There were a few limitations in this study. First, selection bias may have occurred in this non-randomized study design, as patients exposed to SDM may have been more likely to be engaged in preventative care. To address this issue, we used propensity score matching to control for the observable differences in terms of demographics, insurance, comorbidities and neighborhood characteristics between the intervention and comparison groups. Although there may still be unobservable factors that could not be assessed, this approach minimized potential biases. Second, children with other respiratory illnesses might have been misdiagnosed with asthma. However, any potential misclassification should be non-differential between the intervention and comparison groups. Third, our sample size was reduced after the propensity score matching process. The result of our conditional Cox proportional hazard model was at the margins of statistical significance, suggesting that the results may be underestimated because of the smaller sample size.
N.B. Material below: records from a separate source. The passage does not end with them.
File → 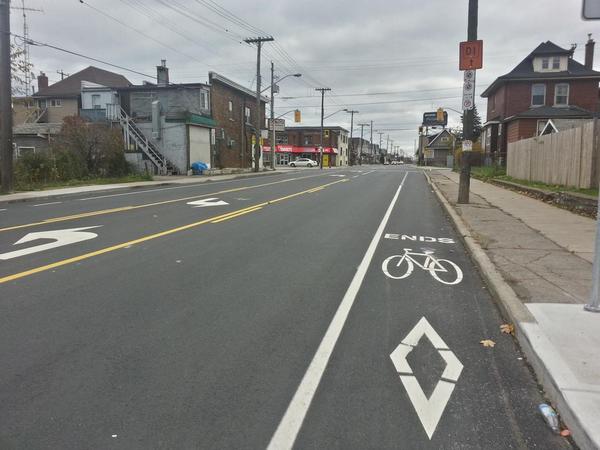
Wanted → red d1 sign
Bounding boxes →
[459,41,483,70]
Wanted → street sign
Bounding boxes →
[423,111,448,127]
[463,70,475,111]
[458,41,483,70]
[581,0,600,20]
[269,119,285,132]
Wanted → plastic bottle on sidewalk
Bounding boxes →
[538,403,560,434]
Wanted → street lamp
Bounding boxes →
[265,66,302,170]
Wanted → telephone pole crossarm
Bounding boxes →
[244,36,275,172]
[315,88,331,169]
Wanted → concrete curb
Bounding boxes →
[0,171,284,205]
[424,173,598,450]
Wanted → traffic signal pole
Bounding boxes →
[457,0,478,203]
[0,0,13,193]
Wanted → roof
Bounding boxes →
[540,119,589,134]
[285,125,349,133]
[208,72,269,103]
[119,83,210,91]
[13,123,62,135]
[481,41,600,97]
[506,105,596,121]
[33,66,131,97]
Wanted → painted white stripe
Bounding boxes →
[267,174,408,450]
[31,202,62,208]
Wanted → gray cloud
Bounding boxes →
[11,0,597,150]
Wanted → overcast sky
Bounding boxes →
[11,0,600,153]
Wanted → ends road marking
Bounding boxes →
[267,174,408,450]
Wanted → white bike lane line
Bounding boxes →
[267,173,408,450]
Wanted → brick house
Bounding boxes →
[208,72,269,168]
[481,37,600,163]
[275,126,349,166]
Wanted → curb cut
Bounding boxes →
[0,171,290,205]
[424,173,597,450]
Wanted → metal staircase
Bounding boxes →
[106,104,177,175]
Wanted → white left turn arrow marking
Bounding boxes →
[0,225,101,261]
[187,198,229,208]
[390,317,463,439]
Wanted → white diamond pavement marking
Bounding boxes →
[390,317,463,439]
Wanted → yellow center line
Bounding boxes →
[0,179,348,284]
[0,174,332,232]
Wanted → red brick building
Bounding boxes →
[208,72,269,168]
[481,38,600,162]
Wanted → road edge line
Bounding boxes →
[267,173,408,450]
[423,172,597,450]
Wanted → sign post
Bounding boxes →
[457,0,483,203]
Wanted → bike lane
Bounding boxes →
[272,173,570,449]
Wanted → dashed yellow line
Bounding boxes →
[0,174,330,232]
[0,180,347,284]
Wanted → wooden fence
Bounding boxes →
[506,119,600,189]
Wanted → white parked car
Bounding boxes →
[290,158,318,167]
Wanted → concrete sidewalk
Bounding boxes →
[0,169,290,203]
[426,170,600,449]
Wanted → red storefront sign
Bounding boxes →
[263,145,338,155]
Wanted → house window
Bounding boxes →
[92,94,102,109]
[531,84,546,106]
[542,58,550,69]
[554,83,569,106]
[536,120,548,136]
[552,56,560,69]
[200,91,210,109]
[16,147,35,158]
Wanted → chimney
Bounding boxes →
[585,33,596,70]
[38,72,48,92]
[156,59,169,86]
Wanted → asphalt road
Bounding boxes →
[0,166,570,450]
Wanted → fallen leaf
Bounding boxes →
[479,339,496,347]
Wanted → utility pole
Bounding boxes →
[358,123,369,166]
[271,61,275,170]
[315,88,331,169]
[348,109,358,166]
[56,69,69,81]
[458,0,479,203]
[0,0,13,193]
[369,120,375,162]
[244,36,275,172]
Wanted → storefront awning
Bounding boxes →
[263,145,338,155]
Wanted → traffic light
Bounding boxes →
[435,108,444,123]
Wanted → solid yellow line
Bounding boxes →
[0,175,328,232]
[0,180,346,284]
[211,206,262,223]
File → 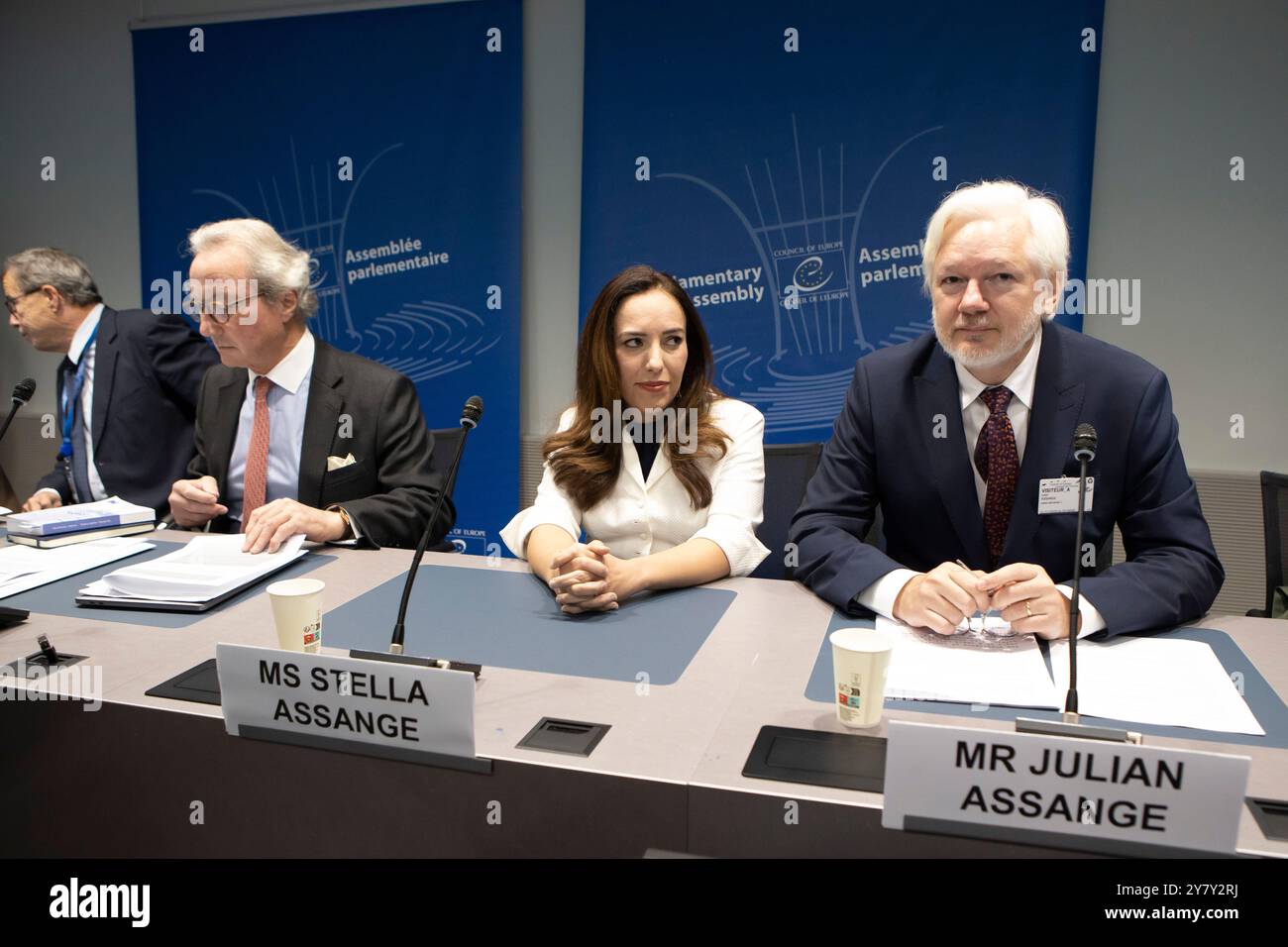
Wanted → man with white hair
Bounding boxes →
[790,181,1225,639]
[4,246,219,515]
[170,219,456,553]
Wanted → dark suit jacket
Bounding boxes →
[188,338,456,548]
[38,305,219,517]
[791,322,1225,634]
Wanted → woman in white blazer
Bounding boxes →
[501,265,769,614]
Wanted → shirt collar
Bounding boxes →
[67,303,103,365]
[953,325,1042,411]
[248,329,314,394]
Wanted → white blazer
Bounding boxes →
[501,398,769,576]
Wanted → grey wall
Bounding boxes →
[1083,0,1288,472]
[0,0,1288,504]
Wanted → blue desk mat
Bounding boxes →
[0,533,335,627]
[805,612,1288,750]
[322,566,735,684]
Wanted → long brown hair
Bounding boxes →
[541,265,729,510]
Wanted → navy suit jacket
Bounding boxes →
[790,322,1225,634]
[188,338,456,549]
[38,305,219,518]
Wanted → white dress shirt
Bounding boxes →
[857,326,1105,638]
[36,303,107,502]
[501,398,769,576]
[224,329,316,522]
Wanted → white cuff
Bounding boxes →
[1055,585,1105,642]
[690,515,769,579]
[501,506,581,559]
[854,570,921,618]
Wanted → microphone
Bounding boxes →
[0,377,36,441]
[0,377,36,629]
[389,394,483,654]
[1063,421,1098,723]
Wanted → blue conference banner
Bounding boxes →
[134,0,523,553]
[581,0,1104,443]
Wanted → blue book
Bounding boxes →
[7,496,156,536]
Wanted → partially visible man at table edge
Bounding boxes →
[4,246,219,515]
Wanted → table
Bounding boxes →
[0,533,1288,857]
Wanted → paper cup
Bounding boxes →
[828,627,890,727]
[268,579,326,655]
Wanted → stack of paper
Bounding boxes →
[81,535,306,603]
[0,539,152,598]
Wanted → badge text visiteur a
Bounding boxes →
[881,720,1249,854]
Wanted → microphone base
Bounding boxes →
[1015,712,1145,745]
[349,644,483,681]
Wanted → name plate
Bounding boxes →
[881,720,1249,854]
[215,644,474,759]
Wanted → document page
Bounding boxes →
[81,535,306,601]
[1051,638,1265,736]
[876,617,1060,710]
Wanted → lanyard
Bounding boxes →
[58,321,103,458]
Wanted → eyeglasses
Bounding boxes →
[4,286,40,316]
[183,292,265,326]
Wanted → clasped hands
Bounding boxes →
[549,540,645,614]
[170,475,345,553]
[893,562,1082,639]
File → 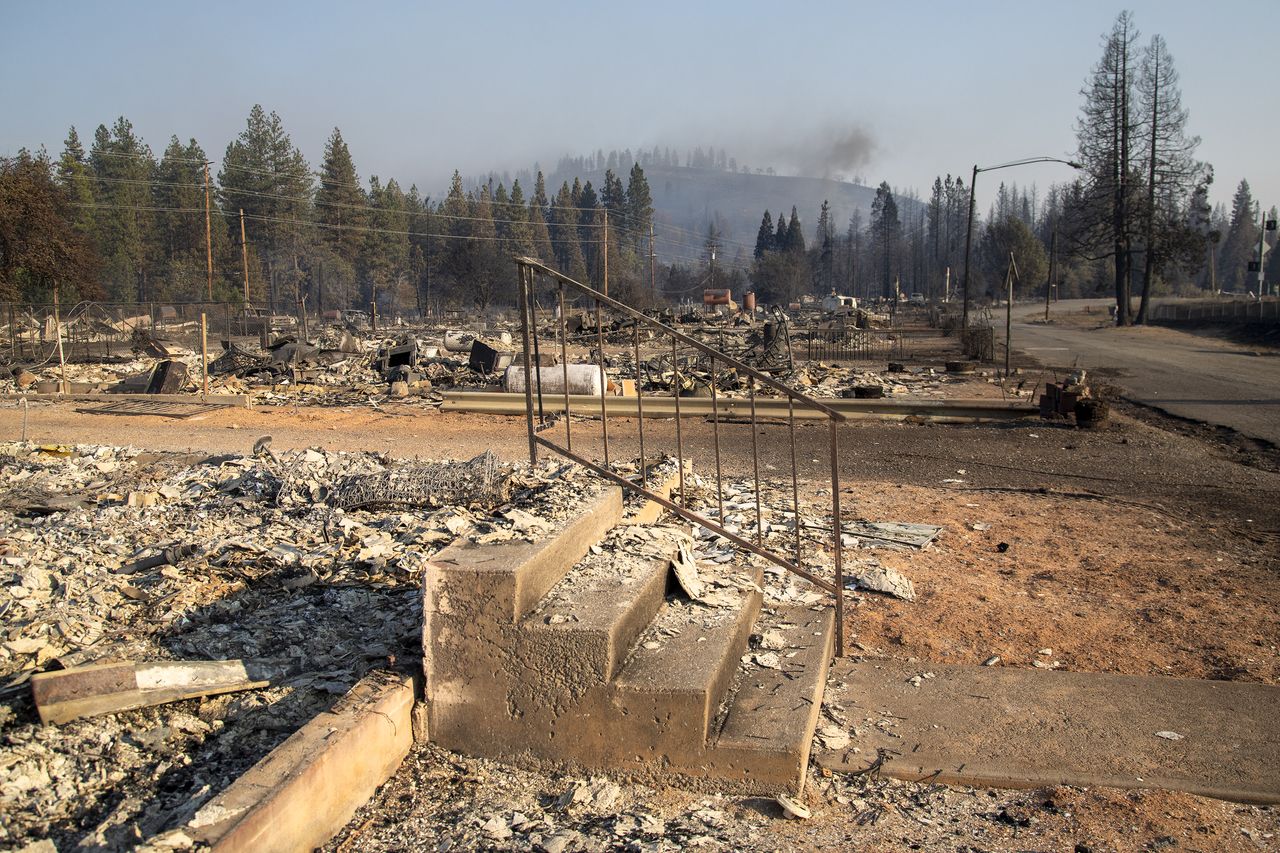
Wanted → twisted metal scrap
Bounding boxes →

Last, our study was conducted in an urban setting in Charlotte, North Carolina, among patients who were primarily disadvantaged with low incomes and low education levels and results may not be generalizable to other practice settings.

Conclusion

The implementation of an evidence-based SDM intervention was found to delay exacerbations among children with asthma. This is the first study examining the association between SDM and time to asthma exacerbation. In the context of other evidence, it is clear that incorporating patient preferences in treatment decisions through SDM is a helpful strategy to improve outcomes in children with asthma. Additional research is still needed to examine different modes and settings whereby SDM could be effectively implemented as well as the potential impact of SDM on asthma-related health disparities.

Funding

All phases of this study were supported by the Agency for Healthcare Research and Quality Grant Number 1R18HS019946-01.

Footnotes

Declaration of interest

Dr Blanchette reports being employed and receiving consulting fee from Precision Health Economics, receiving consulting fee from Grifols and United Therapeutics, and receiving research fund as principal investigator at Teva Pharmaceuticals and Novartis Pharmaceuticals. Dr Dulin reports receiving consulting fee from Tresata. The authors alone are responsible for the content and writing of the paper.